Comment by falcor84

2 years ago

Is that really "a lot of assumptions" that a piece of software can clone itself? We've been cloning and porting software from system to system for over 70 years (ENIAC was released in 1946 and some of its programs were adapted for use in EDVAC in 1951) - why would it be a problem for a "super intelligence"?

And even if it was originally designed to run on some really unique ASIC hardware, by the Church–Turing thesis it can be emulated on any other hardware. And again, if it's a "super intelligence", it should be at least as good at porting itself as human engineers have been for the three generations.

Am I introducing even one novel assumption here?

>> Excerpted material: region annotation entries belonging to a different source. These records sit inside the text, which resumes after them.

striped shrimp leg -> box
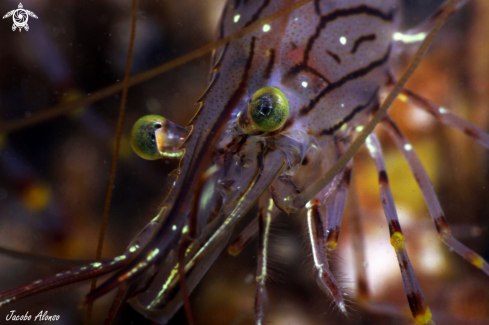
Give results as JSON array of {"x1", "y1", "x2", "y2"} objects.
[
  {"x1": 398, "y1": 88, "x2": 489, "y2": 149},
  {"x1": 366, "y1": 133, "x2": 434, "y2": 325},
  {"x1": 306, "y1": 198, "x2": 347, "y2": 315},
  {"x1": 347, "y1": 176, "x2": 369, "y2": 302},
  {"x1": 255, "y1": 193, "x2": 276, "y2": 325},
  {"x1": 325, "y1": 161, "x2": 352, "y2": 251},
  {"x1": 382, "y1": 118, "x2": 489, "y2": 275}
]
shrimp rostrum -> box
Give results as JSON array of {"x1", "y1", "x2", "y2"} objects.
[{"x1": 0, "y1": 0, "x2": 489, "y2": 324}]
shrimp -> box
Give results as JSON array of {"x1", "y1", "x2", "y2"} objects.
[{"x1": 2, "y1": 1, "x2": 487, "y2": 323}]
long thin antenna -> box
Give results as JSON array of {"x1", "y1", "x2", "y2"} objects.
[{"x1": 85, "y1": 0, "x2": 138, "y2": 325}]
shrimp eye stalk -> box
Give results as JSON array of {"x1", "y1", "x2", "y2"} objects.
[
  {"x1": 131, "y1": 115, "x2": 188, "y2": 160},
  {"x1": 238, "y1": 87, "x2": 289, "y2": 134}
]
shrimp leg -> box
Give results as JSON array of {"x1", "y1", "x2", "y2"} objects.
[
  {"x1": 366, "y1": 133, "x2": 435, "y2": 325},
  {"x1": 306, "y1": 199, "x2": 347, "y2": 315},
  {"x1": 382, "y1": 117, "x2": 489, "y2": 275},
  {"x1": 255, "y1": 193, "x2": 274, "y2": 325}
]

My point was that we don't have super intelligent AGI so there is little to suggest it will just be software.

Even the state of the art systems we have today need to be running on some pretty significant hardware to be performant right?

  • A "state of the art" system would almost by definition be running on special and expensive hardware. But I have llama3 running on my laptop, and it would have been considered state of the art less than 2 years ago.

    A related point to consider is that a superintelligence should be considered a better coder than us, so the risk isn't only directly from it "copying" itself, but also from it "spawning" and spreading other, more optimized (in terms of resources utilization) software that would advance its goals.

    • I guess, it’s hard to even imagine a super intelligence, would be coding. Who knows what would be going on. It really is sci-fi.